A new MAMBO data paper presents a standardised set of LiDAR vegetation structure metrics derived from airborne laser scanning (ALS) data, offering valuable insights for cross-site ecological monitoring and habitat assessment across Europe. The study, led by Prof. W. Daniel Kissling and co-authored by Wouter Mulder, Jie Wang, and Yuxuan Shi, provides harmonised datasets for the project's seven demonstration sites in five European countries, enabling consistent vegetation analysis at landscape scale.
The study provides 35 LiDAR-based raster metrics in GeoTIFF format, processed using the Laserfarm workflow. These metrics describe vegetation height, cover, vertical structure, and other structural features across demonstration sites located in Denmark, France, the Netherlands, the United Kingdom, and Malta. The datasets cover a wide range of habitat types, including woodlands, grasslands, wetlands, and Mediterranean shrublands.

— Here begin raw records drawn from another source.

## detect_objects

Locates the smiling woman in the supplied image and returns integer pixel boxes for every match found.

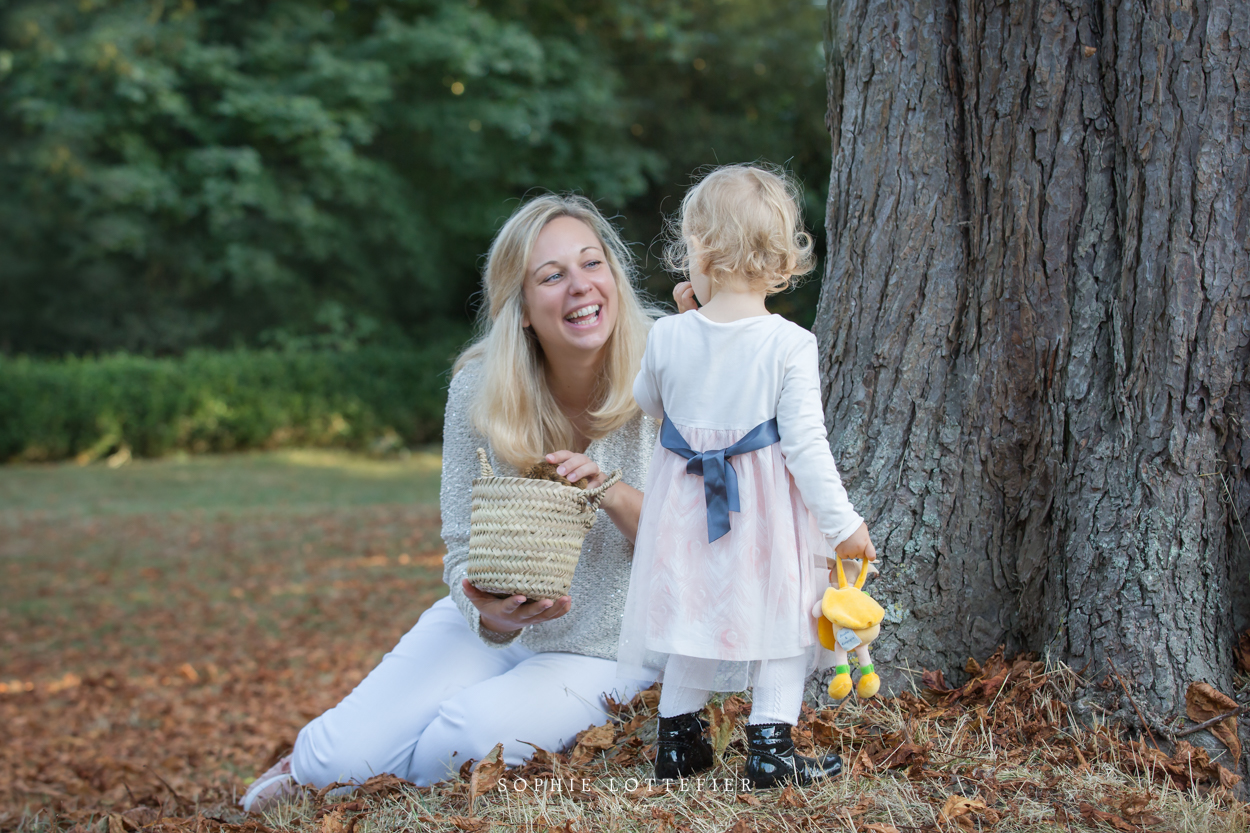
[241,195,663,809]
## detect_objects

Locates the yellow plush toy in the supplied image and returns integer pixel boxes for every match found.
[813,555,884,699]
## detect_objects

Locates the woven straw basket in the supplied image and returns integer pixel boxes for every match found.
[466,448,622,599]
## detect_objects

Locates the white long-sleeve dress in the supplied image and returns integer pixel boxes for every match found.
[616,310,863,691]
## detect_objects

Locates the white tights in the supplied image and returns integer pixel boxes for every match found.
[291,597,655,787]
[657,653,808,725]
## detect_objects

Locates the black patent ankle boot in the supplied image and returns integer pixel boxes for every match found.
[744,722,842,789]
[654,712,715,780]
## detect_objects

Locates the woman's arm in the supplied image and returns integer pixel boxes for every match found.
[441,365,572,642]
[600,482,643,543]
[546,451,644,543]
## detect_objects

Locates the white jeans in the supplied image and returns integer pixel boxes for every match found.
[291,596,655,787]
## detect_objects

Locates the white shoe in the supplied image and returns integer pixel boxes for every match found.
[241,754,299,813]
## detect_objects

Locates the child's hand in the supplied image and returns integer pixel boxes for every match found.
[673,281,698,313]
[835,522,876,562]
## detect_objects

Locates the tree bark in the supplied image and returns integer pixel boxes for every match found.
[817,0,1249,710]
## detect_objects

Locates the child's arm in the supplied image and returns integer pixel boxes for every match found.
[632,325,665,421]
[776,332,867,551]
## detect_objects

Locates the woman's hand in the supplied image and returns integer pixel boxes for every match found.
[673,281,698,313]
[834,522,877,562]
[462,579,571,634]
[546,450,608,488]
[546,450,644,543]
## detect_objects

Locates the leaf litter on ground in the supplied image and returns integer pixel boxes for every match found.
[5,458,1250,832]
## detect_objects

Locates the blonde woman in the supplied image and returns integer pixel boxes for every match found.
[242,195,660,810]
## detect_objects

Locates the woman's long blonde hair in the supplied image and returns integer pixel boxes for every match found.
[454,194,657,469]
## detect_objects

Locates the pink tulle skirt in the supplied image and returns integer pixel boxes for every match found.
[616,423,832,692]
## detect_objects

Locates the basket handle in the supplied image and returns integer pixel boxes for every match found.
[580,469,623,514]
[476,448,494,478]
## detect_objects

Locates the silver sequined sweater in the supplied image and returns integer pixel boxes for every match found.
[439,360,660,660]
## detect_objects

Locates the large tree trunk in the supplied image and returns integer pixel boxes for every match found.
[816,0,1249,711]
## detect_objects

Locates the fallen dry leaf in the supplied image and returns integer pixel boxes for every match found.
[722,820,754,833]
[849,747,875,777]
[630,685,661,713]
[313,800,365,820]
[862,825,901,833]
[118,807,161,829]
[1079,802,1140,832]
[922,669,951,692]
[468,742,505,811]
[1185,681,1241,760]
[1118,792,1164,827]
[777,784,805,808]
[447,816,489,832]
[1236,631,1250,674]
[319,809,350,833]
[569,722,617,764]
[624,781,668,801]
[577,723,616,749]
[941,794,987,821]
[873,740,930,770]
[515,741,559,768]
[649,806,677,832]
[706,696,746,756]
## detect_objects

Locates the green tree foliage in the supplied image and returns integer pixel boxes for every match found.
[0,0,828,355]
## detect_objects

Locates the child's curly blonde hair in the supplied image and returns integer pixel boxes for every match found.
[665,163,816,295]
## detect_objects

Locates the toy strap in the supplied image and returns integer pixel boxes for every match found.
[834,555,871,590]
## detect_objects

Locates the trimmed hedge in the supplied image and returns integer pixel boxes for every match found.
[0,338,468,462]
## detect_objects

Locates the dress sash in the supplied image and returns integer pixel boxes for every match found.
[660,413,781,543]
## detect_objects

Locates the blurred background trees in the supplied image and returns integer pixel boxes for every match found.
[0,0,830,357]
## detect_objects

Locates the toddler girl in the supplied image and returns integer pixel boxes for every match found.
[617,164,876,789]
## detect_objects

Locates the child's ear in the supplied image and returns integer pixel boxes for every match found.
[696,251,713,276]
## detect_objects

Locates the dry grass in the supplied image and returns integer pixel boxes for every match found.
[234,657,1247,832]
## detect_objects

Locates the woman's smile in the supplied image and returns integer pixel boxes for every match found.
[564,303,602,328]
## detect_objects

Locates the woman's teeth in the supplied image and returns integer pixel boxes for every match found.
[565,305,601,325]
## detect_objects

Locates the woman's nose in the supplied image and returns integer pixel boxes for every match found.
[567,268,592,294]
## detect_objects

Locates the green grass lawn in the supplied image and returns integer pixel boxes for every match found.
[0,448,444,518]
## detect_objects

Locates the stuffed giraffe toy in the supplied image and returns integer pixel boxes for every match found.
[813,555,885,699]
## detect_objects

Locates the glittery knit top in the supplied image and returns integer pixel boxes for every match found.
[439,359,660,660]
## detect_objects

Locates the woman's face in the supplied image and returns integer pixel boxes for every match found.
[522,216,619,363]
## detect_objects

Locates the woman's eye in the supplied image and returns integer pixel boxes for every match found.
[542,272,562,283]
[585,260,602,269]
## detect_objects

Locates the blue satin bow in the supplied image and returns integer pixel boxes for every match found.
[661,412,781,543]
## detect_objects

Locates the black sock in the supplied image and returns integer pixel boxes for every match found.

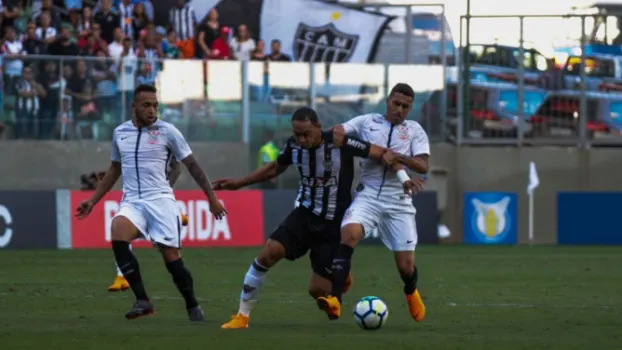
[401,265,419,295]
[165,258,198,309]
[112,240,149,301]
[330,244,354,302]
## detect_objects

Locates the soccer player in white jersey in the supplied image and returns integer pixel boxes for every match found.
[75,84,227,321]
[106,160,188,292]
[317,83,429,322]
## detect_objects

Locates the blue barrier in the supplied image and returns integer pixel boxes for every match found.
[557,192,622,245]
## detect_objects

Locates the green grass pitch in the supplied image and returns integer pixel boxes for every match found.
[1,246,621,349]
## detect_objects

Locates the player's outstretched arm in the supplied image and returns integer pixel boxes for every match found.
[75,162,121,219]
[89,161,122,206]
[182,156,217,201]
[213,161,289,190]
[181,155,227,219]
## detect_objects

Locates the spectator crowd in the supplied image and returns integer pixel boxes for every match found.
[0,0,292,140]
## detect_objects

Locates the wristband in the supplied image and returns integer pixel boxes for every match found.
[396,169,410,184]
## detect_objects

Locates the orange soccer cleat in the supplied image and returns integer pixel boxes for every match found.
[316,295,341,320]
[406,289,426,322]
[221,313,250,329]
[108,275,130,292]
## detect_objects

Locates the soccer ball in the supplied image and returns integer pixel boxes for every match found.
[353,296,389,330]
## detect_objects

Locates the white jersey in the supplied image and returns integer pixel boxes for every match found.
[342,113,430,197]
[111,119,192,202]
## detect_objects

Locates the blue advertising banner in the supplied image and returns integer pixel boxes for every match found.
[463,192,518,245]
[557,192,622,245]
[0,191,57,249]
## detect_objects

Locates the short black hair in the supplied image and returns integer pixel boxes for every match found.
[390,83,415,98]
[271,39,281,45]
[291,107,319,123]
[134,84,157,96]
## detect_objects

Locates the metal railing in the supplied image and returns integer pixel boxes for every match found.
[0,54,446,144]
[457,13,622,147]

The data were derived from national ALS surveys and processed using a standardised computational workflow—Laserfarm—built on the open-source Laserchicken module. The process includes re-tiling, normalisation, feature extraction, and rasterisation, and was executed on the SURF infrastructure in the Netherlands.

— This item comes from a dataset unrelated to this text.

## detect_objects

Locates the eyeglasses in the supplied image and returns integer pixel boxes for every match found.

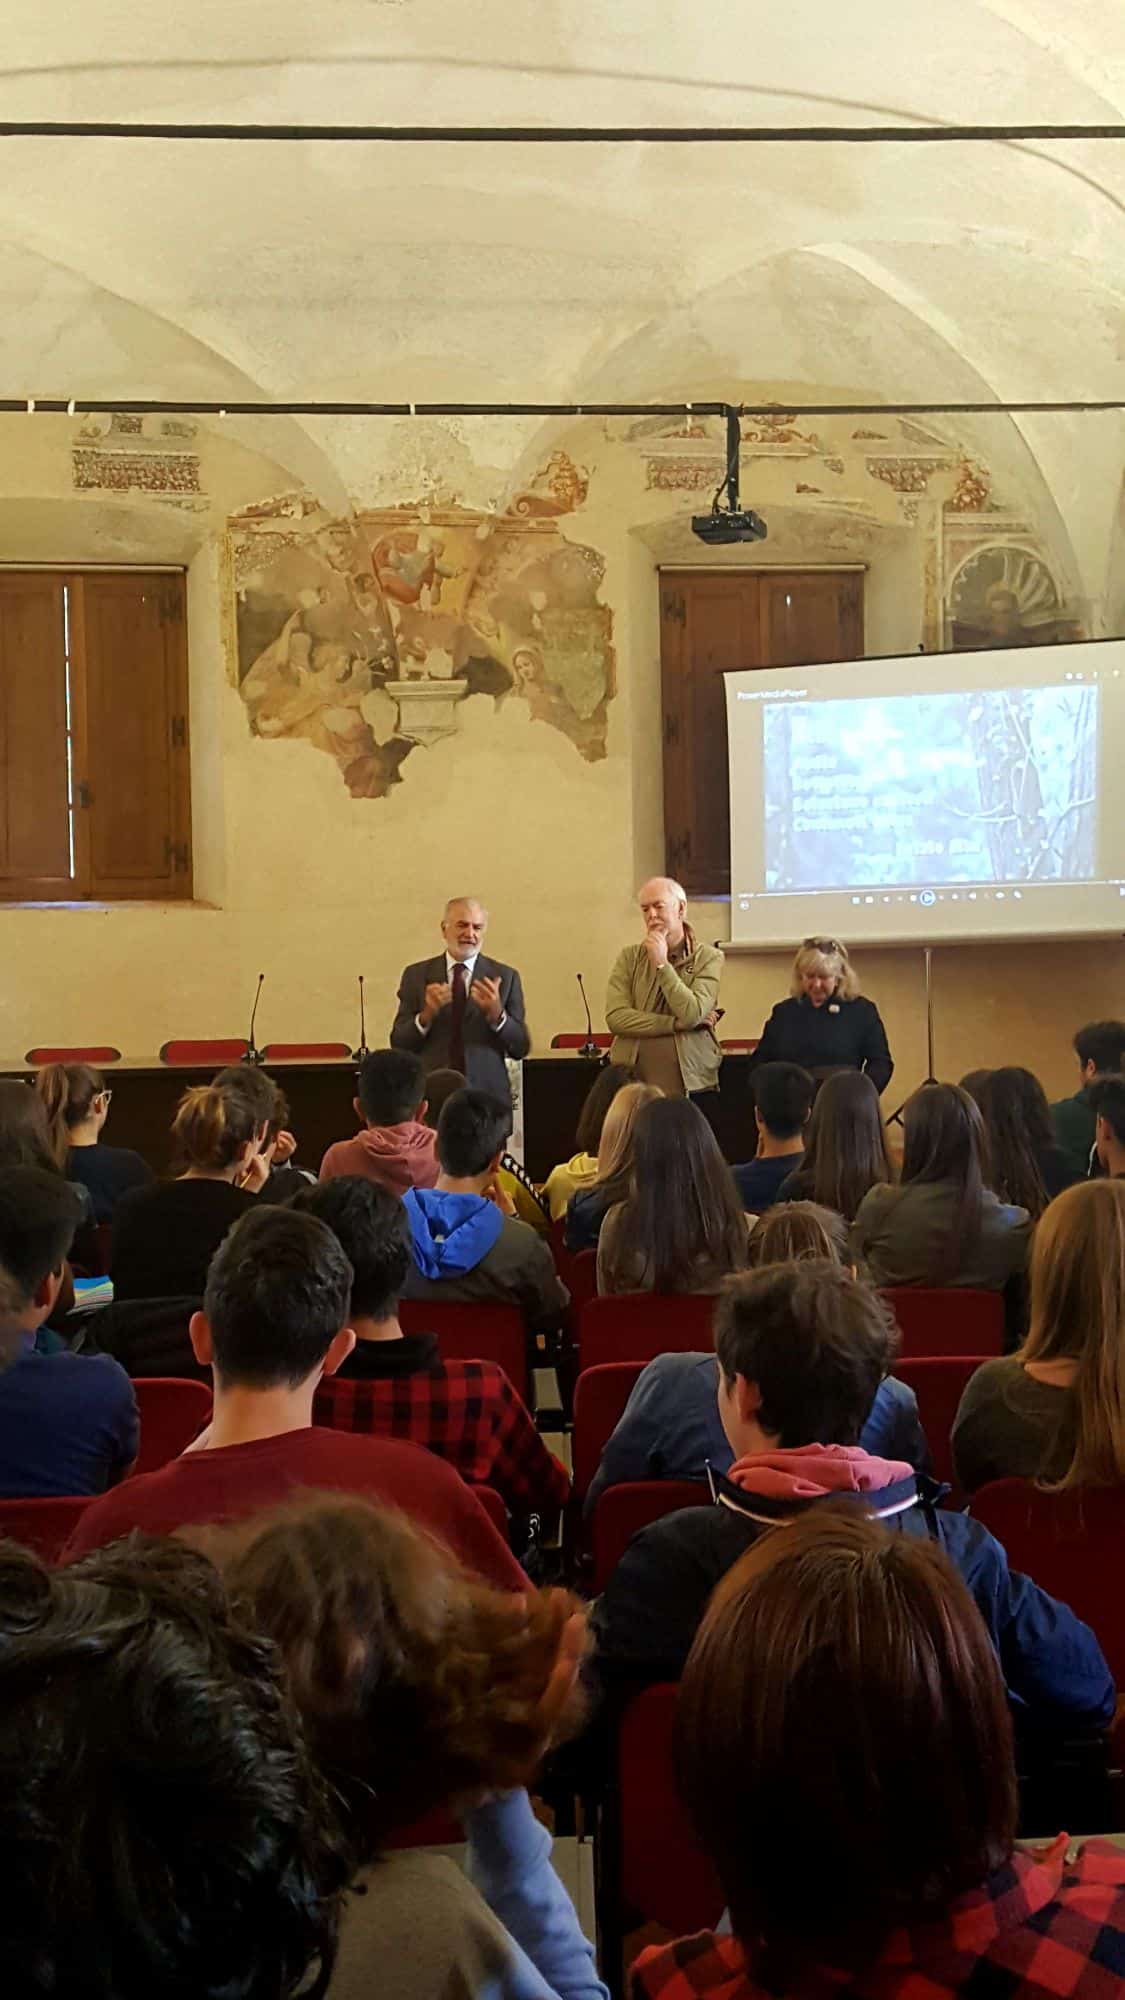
[99,1089,113,1107]
[801,937,843,956]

The following resources accompany the publication:
Zenodo repository containing Jupyter Notebooks for the Laserfarm workflow, derived data products (GeoTIFFs), visualisations (PDF maps), and site boundaries (shapefiles):
https://doi.org/10.5281/zenodo.14745309
WorkflowHub entry hosting the Laserfarm Jupyter Notebooks:
https://workflowhub.eu/projects/302#workflows
Public repository for the clipped ALS point cloud data used in the study (excluding Comino, Malta):
https://doi.org/10.48546/workflowhub.datafile.5.1
This dataset supports landscape-scale ecological monitoring and enables further research into vegetation structure and biodiversity across European habitats. It also contributes to the standardisation of LiDAR-derived metrics for site-specific monitoring and transnational biodiversity assessment efforts such as Natura 2000.